Re: equivalent of realloc in C++

From:
"Bo Persson" <bop@gmb.dk>
Newsgroups:
comp.lang.c++.moderated
Date:
Tue, 17 Mar 2009 18:23:13 CST
Message-ID:
<72ag2tFou04iU1@mid.individual.net>
Boris Rasin wrote:

On Mar 17, 12:06 am, "Bo Persson" <b...@gmb.dk> wrote:

The premise was that we (1) do not have enough room to grow by 50%,
but (2) it just so happened that there were some spare bytes after
the current allocation that were enough for out immediate needs.

My solution was to fix (1) by enlarging the address space, so that
case (2) will never be needed. Thus we don't need extra code to
test for this highly unlikely case.


Have you seen a graphical representation of how general allocation
heap of a fairy complex application looks after it's been running
for a while?
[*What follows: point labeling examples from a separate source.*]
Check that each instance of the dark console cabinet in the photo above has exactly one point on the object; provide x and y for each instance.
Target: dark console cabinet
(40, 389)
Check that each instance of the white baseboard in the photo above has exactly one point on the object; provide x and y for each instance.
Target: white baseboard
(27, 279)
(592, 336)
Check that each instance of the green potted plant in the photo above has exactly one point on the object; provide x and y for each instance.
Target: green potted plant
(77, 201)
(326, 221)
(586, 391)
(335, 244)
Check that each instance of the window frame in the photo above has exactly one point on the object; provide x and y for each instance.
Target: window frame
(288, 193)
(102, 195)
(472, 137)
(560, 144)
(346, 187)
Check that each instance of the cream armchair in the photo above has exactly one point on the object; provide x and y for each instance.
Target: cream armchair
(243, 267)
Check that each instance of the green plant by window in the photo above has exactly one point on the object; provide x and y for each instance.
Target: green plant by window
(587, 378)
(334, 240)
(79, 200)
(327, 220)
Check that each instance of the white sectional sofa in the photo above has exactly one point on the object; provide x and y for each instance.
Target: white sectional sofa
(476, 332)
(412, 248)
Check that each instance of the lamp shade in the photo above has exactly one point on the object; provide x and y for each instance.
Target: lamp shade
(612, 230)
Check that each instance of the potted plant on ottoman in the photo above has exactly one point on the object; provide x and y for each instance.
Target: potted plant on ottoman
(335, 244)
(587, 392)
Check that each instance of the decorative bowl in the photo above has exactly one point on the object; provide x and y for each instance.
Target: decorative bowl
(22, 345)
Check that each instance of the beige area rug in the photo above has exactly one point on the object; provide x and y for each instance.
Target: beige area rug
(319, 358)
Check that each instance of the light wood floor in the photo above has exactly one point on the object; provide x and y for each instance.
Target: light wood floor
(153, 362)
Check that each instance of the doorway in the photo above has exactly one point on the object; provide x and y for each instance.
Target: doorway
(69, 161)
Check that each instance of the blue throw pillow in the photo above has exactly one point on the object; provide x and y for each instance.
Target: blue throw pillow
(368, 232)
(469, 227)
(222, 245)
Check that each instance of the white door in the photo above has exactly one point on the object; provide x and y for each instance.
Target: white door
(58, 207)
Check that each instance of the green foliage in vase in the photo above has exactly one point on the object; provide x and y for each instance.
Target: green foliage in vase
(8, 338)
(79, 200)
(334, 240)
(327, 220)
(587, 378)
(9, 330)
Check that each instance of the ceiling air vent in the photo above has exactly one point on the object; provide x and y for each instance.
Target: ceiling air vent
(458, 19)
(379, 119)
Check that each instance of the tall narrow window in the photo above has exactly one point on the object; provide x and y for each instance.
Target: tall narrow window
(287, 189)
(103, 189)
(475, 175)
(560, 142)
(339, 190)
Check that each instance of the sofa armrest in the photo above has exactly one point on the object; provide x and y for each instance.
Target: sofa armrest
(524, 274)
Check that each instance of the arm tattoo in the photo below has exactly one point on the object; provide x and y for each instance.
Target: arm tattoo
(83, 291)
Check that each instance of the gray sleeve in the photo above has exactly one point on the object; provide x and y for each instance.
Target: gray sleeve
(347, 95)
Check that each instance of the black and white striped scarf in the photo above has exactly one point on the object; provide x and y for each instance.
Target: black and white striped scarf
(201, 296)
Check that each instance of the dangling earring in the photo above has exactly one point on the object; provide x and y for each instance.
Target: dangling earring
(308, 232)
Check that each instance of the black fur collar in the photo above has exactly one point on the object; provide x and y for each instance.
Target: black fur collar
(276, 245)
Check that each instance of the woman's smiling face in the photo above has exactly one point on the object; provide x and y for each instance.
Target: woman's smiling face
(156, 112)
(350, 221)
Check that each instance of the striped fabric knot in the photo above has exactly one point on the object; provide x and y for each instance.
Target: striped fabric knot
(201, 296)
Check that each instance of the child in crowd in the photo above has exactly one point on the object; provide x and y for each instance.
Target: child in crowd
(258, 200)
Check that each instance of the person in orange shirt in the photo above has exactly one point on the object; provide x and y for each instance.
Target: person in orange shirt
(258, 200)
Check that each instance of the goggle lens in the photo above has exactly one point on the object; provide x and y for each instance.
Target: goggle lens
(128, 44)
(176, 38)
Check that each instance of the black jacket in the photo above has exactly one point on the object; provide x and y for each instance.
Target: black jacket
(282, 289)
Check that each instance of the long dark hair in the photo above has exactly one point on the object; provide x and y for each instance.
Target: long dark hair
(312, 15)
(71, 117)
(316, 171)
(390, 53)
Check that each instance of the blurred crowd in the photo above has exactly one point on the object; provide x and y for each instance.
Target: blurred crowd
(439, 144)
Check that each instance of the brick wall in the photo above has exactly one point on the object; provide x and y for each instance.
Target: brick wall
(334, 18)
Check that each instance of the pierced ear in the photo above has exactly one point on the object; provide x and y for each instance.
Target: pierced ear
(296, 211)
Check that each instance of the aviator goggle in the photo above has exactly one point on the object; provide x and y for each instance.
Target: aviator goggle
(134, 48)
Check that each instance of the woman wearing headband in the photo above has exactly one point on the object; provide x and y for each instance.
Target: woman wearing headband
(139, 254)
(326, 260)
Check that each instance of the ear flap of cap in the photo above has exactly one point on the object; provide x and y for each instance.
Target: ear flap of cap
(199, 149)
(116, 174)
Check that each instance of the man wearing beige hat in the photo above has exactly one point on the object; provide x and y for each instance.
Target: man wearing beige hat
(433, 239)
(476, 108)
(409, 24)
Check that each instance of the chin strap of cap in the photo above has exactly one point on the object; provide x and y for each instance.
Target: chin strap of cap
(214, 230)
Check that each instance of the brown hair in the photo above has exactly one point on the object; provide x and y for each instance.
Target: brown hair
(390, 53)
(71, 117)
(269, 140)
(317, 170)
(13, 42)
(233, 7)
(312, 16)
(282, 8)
With every used block represented by black pixel and
every free block by white, the image looks like a white noise.
Probably every second allocated block in there has some free space
behind it. In-place reallocation would save a lot of copying and
would be a very common case, not the "highly unlikely case" you are
presenting it to be.


Yes, when you repeatedly try to squeeze 4 GB out of a 4 GB address
space, it probably becomes very fragmented. If you instead try to
allocate your 4 GB out of 16M TB, there will be a lot of white space.
We don't have to look for every last pixel in the graph.

If it violates the "You don't pay for what you don't use"- principle,
I don't want this byte-squeezing designed into the container/allocator
interface. I believe we would regret this later.